Figure 5The plot of the number of arrays (y-axis) against λ (x-axis from 1 to 10) for different SVs. Each bar corresponds to 10, 20, 30, 40 and 50 SVs from left to right. The number of significant columns rapidly decreases as the λ increases, and contributing arrays are independent of the number of SVs.

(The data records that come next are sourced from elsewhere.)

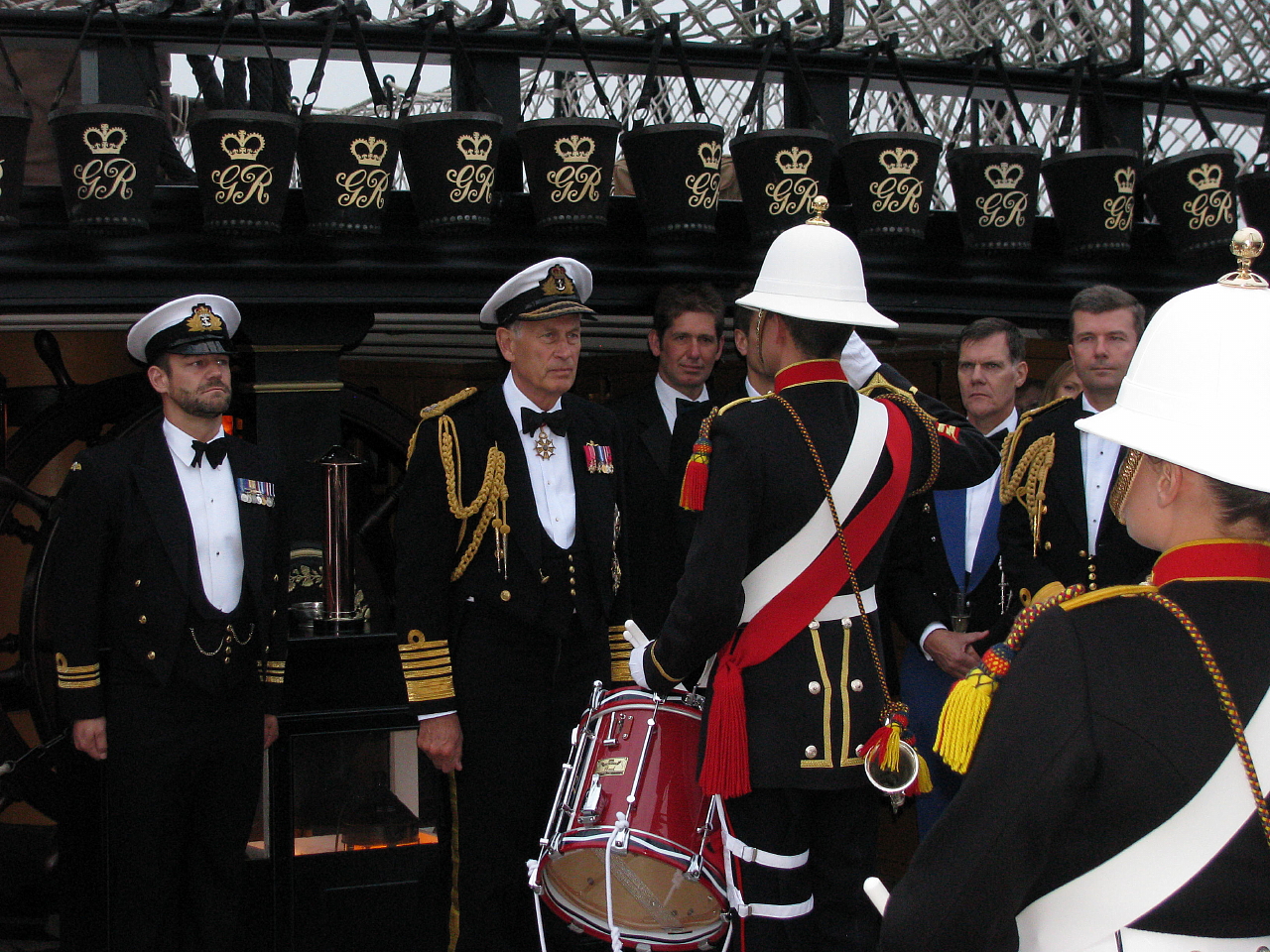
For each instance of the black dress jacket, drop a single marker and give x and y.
(126, 572)
(1103, 728)
(818, 697)
(432, 540)
(1061, 557)
(658, 531)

Figure 6Hierarchical clustering of the reconstructed data matrices using only one SV δ. (A–E) Show the matrix reconstructed by the largest SV δ to fifth largest value δ. Columns are experimental series and rows are genes; both of which are hierarchically clustered in each figure. Magenta denotes the positive value of the reconstructed matrix B and the cyan the negative value.